Denodo Express is free version of their platform. Paul Moxon stated that it’s fully functional, but it can’t be clustered, has a limitation of result set size and can’t access certain data sources. However, it’s a great way for prospects to look at the functionality of the product and to build a proof-of-concept. The other great idea is that Denodo gives Express users a fixed time pricing offer for enterprise licensing. While not providing numbers, Suresh stated that the offer was working well as an incentive for the freeware to not be shelfware, for prospects to test and move down the sales funnel. To be blunt, I think that’s a great model.

One area they know is a weakness is in services, both professional services and support. That’s always an issue with a rapidly growing company and it’s good to see Denodo acknowledge that and talk about how they’re working to mitigate issues. The team said there are plans to expand their capital base next year, and I’d expect a chunk of that investment to go towards this area.

The final thing I’ll note specifically about Denodo’s presentation is their customer slides. That section had success stories presented by the customers, their own views. That was a strong way to show customer buy in but a weak way to show clear value. Each slide was very different, many were overly complex and most didn’t clearly show the value they achieved. It’s nice, but customer stories need to be better formalized.

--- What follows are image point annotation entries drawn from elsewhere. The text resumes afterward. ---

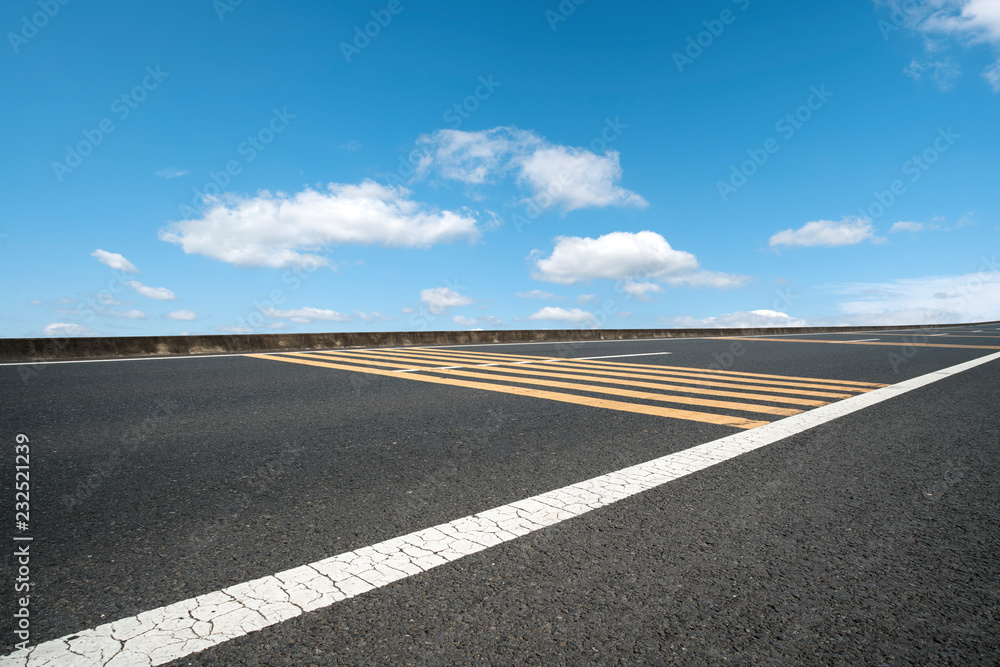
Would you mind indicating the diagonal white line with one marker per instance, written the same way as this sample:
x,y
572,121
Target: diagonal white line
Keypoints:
x,y
161,635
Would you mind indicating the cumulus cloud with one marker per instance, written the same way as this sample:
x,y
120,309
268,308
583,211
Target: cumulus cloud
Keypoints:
x,y
571,315
947,23
848,231
171,173
373,316
715,279
903,226
279,230
936,224
575,178
614,256
123,314
637,259
61,329
555,176
753,319
115,261
973,297
440,299
158,293
537,294
639,290
306,315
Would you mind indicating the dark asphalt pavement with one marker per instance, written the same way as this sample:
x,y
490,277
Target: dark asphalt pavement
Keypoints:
x,y
872,539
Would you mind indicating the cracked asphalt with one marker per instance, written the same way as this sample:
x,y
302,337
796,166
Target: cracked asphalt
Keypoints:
x,y
871,539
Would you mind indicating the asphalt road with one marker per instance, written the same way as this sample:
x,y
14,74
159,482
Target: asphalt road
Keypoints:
x,y
870,539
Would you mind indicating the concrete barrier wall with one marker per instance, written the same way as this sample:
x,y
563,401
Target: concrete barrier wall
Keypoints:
x,y
50,349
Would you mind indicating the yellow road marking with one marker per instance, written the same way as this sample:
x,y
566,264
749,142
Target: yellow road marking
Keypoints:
x,y
573,364
541,370
741,373
644,395
657,366
583,367
706,417
429,363
917,333
848,342
449,353
662,373
529,370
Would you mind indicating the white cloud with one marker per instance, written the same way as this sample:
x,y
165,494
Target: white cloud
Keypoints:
x,y
566,177
575,178
848,231
753,319
640,290
158,293
536,294
115,261
66,329
943,71
714,279
171,173
903,226
973,297
572,315
614,256
440,299
992,76
966,22
306,315
278,230
123,314
474,157
636,259
373,316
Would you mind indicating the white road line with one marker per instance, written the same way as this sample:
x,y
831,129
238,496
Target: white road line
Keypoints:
x,y
161,635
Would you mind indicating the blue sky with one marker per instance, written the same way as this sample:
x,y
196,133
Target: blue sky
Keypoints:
x,y
198,167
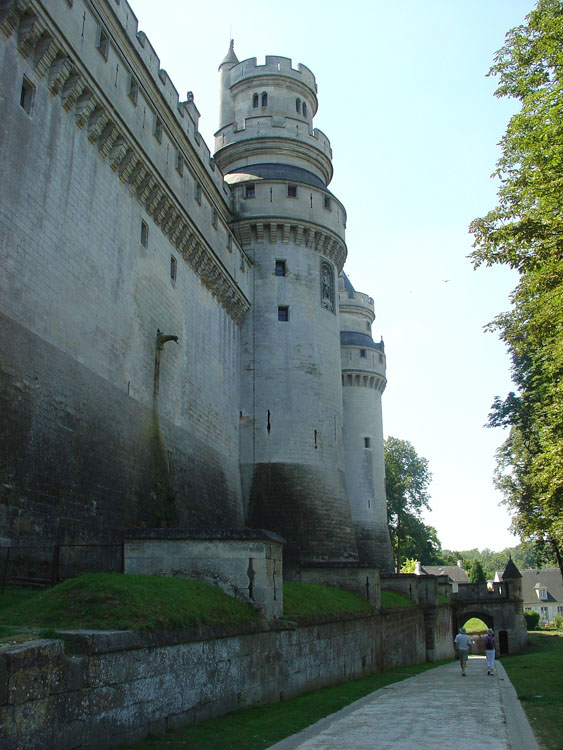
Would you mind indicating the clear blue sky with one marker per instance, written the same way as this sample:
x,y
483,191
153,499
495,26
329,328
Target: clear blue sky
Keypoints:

Data Virtualization as a Market

As pointed out above, in the description of virtualization, it’s a very valuable tool. The market question is simple: Is that enough? There have been plenty of tools that eventually became part of a larger market or a feature in a larger product offering. What about data virtualization?

As the Denodo team seems to admit, data virtualization isn’t a market that can stand on its own. It must integrate with other data access, storage and provisioning systems to provide a whole to companies looking to better understand and manage their businesses. When there’s a new point solution, a tool, partnerships always work well early in the market. Denodo is doing a good job with partners to provide a robust solution to companies; but at some point bigger players don’t want to partner but to provide a complete solution.

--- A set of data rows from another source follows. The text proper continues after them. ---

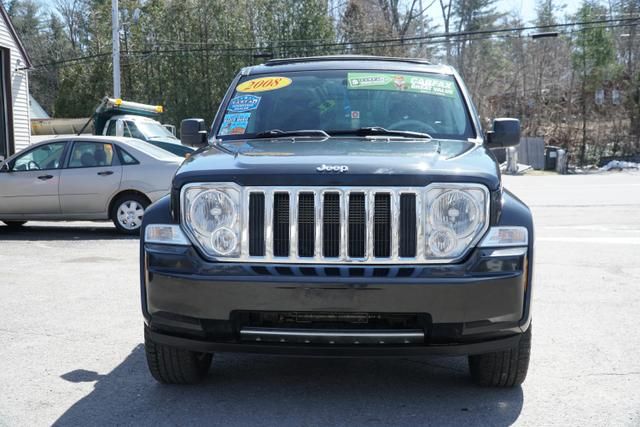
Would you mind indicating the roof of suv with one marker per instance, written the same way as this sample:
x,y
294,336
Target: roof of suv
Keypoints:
x,y
350,62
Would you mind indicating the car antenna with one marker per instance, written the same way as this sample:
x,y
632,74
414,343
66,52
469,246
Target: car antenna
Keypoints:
x,y
86,124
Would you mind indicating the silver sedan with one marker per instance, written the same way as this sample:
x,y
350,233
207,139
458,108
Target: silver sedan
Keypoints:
x,y
85,178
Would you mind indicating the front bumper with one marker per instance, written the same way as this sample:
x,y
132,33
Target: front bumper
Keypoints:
x,y
477,306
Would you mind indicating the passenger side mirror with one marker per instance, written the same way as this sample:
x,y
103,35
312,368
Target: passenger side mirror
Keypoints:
x,y
505,133
193,133
119,128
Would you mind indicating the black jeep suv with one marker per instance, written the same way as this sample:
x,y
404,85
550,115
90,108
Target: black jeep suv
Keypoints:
x,y
340,206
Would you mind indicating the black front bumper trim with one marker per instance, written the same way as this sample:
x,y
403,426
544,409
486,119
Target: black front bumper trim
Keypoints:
x,y
460,349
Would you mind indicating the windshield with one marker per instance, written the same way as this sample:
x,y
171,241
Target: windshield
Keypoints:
x,y
153,130
151,150
343,101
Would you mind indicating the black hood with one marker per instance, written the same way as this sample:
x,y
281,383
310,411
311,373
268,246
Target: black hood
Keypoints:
x,y
370,162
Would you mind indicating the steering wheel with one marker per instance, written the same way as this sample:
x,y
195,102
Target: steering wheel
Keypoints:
x,y
412,125
31,165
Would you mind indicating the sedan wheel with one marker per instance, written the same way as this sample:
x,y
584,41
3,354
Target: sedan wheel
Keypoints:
x,y
128,213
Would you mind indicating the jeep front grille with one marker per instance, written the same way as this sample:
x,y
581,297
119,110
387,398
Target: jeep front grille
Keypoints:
x,y
314,225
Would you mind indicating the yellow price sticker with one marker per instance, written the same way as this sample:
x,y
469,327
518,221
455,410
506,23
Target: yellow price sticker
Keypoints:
x,y
264,84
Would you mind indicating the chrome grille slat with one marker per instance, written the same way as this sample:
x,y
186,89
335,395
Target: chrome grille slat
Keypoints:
x,y
294,199
395,224
268,224
370,211
308,232
318,200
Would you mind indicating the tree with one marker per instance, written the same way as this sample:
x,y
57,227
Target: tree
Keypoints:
x,y
594,59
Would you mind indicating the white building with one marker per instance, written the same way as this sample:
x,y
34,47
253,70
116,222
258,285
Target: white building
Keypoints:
x,y
15,128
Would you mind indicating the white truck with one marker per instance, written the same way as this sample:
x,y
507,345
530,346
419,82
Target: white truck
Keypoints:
x,y
115,117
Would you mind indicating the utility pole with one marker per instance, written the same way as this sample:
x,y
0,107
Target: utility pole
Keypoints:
x,y
115,32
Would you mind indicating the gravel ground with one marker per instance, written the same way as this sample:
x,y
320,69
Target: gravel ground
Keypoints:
x,y
71,333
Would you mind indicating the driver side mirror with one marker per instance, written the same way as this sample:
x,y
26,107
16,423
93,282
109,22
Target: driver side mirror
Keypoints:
x,y
505,133
193,133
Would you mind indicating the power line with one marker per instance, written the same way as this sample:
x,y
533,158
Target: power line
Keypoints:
x,y
70,60
461,36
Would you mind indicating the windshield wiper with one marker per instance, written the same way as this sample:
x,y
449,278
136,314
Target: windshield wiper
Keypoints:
x,y
380,131
277,133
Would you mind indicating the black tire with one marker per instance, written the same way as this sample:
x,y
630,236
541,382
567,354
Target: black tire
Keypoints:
x,y
14,224
503,368
132,199
171,365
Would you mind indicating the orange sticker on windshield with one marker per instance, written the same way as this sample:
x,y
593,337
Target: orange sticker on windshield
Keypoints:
x,y
264,84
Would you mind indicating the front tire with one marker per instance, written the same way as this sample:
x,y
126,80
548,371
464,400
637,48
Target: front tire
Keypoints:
x,y
14,224
127,213
171,365
503,368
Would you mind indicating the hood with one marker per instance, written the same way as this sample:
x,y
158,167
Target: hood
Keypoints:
x,y
168,140
370,162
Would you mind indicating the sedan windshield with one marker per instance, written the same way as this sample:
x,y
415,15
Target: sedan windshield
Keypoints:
x,y
154,130
343,102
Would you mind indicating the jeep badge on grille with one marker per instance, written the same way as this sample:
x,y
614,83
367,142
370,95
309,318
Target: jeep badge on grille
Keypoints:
x,y
333,168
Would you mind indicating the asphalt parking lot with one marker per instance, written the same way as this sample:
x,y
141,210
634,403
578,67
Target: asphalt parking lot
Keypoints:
x,y
71,334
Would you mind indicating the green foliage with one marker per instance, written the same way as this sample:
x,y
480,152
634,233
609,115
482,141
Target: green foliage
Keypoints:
x,y
184,53
594,55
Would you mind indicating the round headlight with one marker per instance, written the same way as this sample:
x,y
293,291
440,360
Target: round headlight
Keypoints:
x,y
442,242
224,241
456,210
211,210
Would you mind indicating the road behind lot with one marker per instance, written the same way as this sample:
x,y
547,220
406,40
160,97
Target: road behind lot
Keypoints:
x,y
71,332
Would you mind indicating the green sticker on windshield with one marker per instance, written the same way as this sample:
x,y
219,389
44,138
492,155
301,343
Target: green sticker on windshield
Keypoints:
x,y
401,82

That means data virtualization companies are going to need to spread into other areas or be acquired. Suresh Chandrasekaran thinks that data virtualization is now at the tipping point of acceptance. In my book, given how fast the software industry, in general, and data infrastructure markets, in particular, grow and evolve, that leaves a few years of very focused growth before the serious acquisitions happen – though I wouldn’t be surprised if it starts sooner. That means companies need to be looking both at near term details and long term changes to the industry.

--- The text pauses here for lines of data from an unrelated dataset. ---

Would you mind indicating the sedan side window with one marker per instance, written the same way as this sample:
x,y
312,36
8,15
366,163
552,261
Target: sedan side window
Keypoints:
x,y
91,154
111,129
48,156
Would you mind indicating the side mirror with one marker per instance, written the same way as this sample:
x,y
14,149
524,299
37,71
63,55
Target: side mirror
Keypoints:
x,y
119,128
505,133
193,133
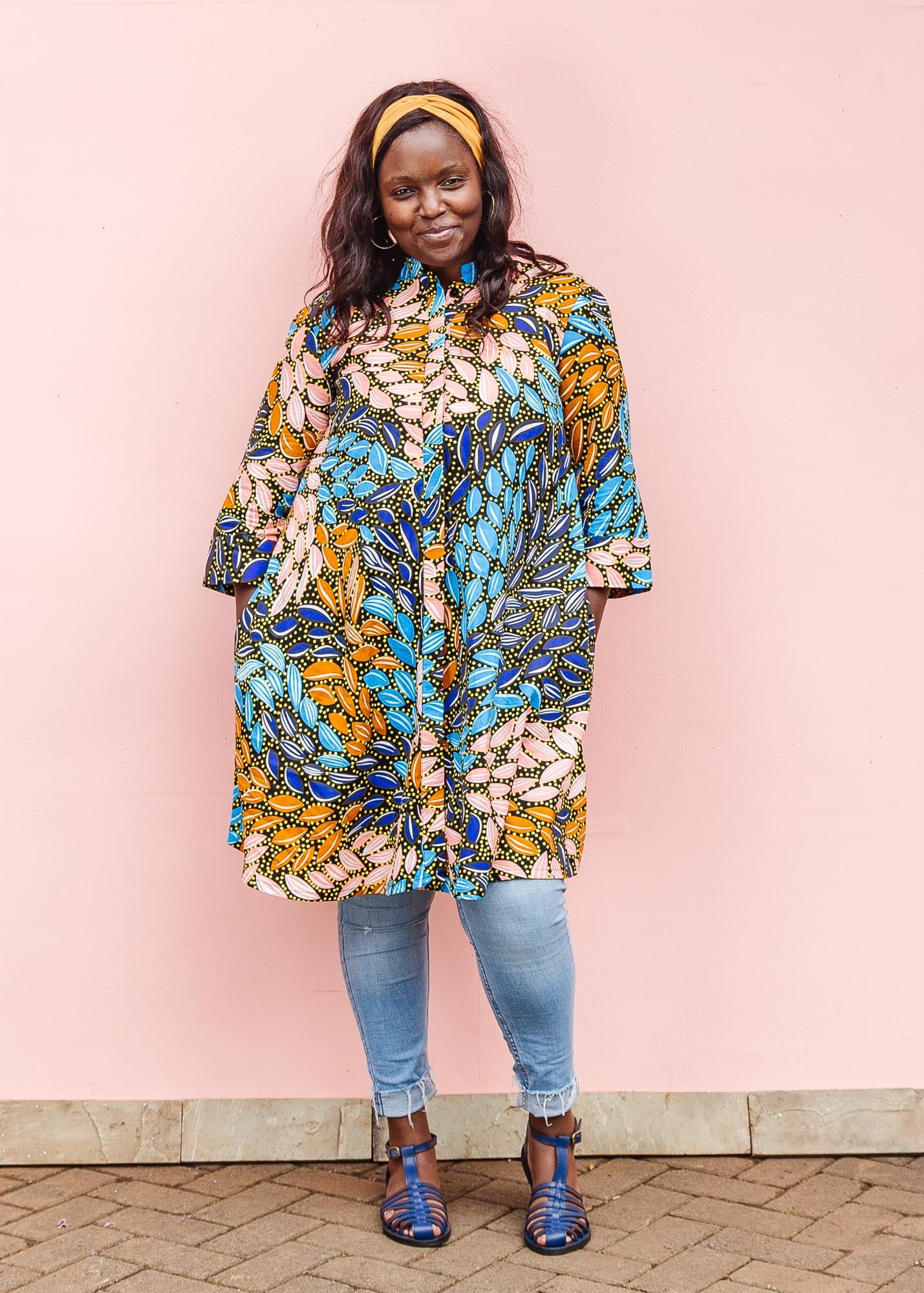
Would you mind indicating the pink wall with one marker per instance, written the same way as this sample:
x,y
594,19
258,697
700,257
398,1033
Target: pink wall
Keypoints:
x,y
744,184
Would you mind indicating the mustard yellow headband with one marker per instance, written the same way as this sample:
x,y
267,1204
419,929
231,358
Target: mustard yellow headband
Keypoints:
x,y
455,114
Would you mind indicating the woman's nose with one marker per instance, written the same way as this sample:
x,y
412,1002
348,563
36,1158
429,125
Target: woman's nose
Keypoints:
x,y
431,202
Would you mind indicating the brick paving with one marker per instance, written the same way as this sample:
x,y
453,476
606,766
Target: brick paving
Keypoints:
x,y
660,1225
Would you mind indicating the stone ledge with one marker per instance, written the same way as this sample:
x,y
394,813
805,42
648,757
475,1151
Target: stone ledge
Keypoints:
x,y
469,1127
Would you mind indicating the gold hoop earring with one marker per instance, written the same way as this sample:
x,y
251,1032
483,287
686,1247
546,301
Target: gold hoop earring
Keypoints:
x,y
387,246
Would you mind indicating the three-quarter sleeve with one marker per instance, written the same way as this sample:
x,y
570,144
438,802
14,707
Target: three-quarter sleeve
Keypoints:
x,y
292,418
598,434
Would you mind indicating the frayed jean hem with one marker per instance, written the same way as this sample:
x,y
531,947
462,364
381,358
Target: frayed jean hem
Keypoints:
x,y
403,1105
549,1104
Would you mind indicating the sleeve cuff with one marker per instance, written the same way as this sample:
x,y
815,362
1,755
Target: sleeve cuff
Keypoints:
x,y
236,558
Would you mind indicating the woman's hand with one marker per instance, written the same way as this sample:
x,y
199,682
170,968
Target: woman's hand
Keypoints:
x,y
598,601
242,595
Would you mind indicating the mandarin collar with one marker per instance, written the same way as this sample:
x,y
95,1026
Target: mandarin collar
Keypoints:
x,y
412,268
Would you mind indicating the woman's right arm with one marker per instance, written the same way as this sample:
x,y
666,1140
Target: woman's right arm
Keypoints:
x,y
290,422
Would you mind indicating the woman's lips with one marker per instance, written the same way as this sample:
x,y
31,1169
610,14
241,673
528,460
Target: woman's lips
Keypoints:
x,y
439,236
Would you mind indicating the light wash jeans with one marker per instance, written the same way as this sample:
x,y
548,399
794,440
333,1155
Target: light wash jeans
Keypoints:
x,y
519,932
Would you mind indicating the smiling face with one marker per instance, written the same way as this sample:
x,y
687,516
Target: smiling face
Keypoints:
x,y
430,189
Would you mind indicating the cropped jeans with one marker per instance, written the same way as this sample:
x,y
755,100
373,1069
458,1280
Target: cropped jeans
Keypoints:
x,y
519,933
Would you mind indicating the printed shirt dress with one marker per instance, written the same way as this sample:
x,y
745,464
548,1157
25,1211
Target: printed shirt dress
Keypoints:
x,y
422,513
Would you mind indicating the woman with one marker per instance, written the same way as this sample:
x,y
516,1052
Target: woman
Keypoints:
x,y
436,502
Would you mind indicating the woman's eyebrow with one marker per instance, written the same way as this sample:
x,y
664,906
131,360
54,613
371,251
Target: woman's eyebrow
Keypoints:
x,y
412,179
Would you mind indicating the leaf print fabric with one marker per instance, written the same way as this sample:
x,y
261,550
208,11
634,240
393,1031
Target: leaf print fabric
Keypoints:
x,y
422,511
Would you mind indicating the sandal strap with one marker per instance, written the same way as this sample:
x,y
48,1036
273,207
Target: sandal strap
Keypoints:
x,y
421,1204
558,1141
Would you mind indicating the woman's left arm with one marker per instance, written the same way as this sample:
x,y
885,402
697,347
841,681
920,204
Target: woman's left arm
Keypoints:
x,y
598,434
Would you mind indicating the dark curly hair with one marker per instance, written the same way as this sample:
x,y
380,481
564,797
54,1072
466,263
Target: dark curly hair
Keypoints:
x,y
359,275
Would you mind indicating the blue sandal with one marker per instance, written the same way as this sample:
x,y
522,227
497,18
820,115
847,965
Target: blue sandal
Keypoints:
x,y
417,1202
555,1207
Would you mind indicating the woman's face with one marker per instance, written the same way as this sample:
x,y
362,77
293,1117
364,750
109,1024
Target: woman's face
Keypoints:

When I asked about long term strategy, I got the typical startup answer: They’re focused on internal growth rather than acquisition (either direction). That’s a good external message because folks who want a leading edge company want it clear that they’re using a leading edge company, but I hope the internal conversations at the CxO level aren’t avoiding acquisition. That’s not a failure, just a different version of success.


Denodo is a strong technical company focused on data virtualization in the short run. They have a very nicely scaled model from Denodo Express to their full product. They seem to understand their sweet spot within IT organizations. Given that, any large organization looking to get better access to disparate sources of data should talk with Denodo as part of their evaluation process.

My only questions are in marketing messages and whether or not Denodo be able to change from a technical sales to a higher level, clearer vision that will help them cross the chasm. If not, I don’t think their product is going anywhere, someone will acquire them. Regardless, Denodo seems to be a strong choice to look at to address data access and integration issues.

Data virtualization is an important niche, the questions remain as to how large is the niche and how long it will remain independent.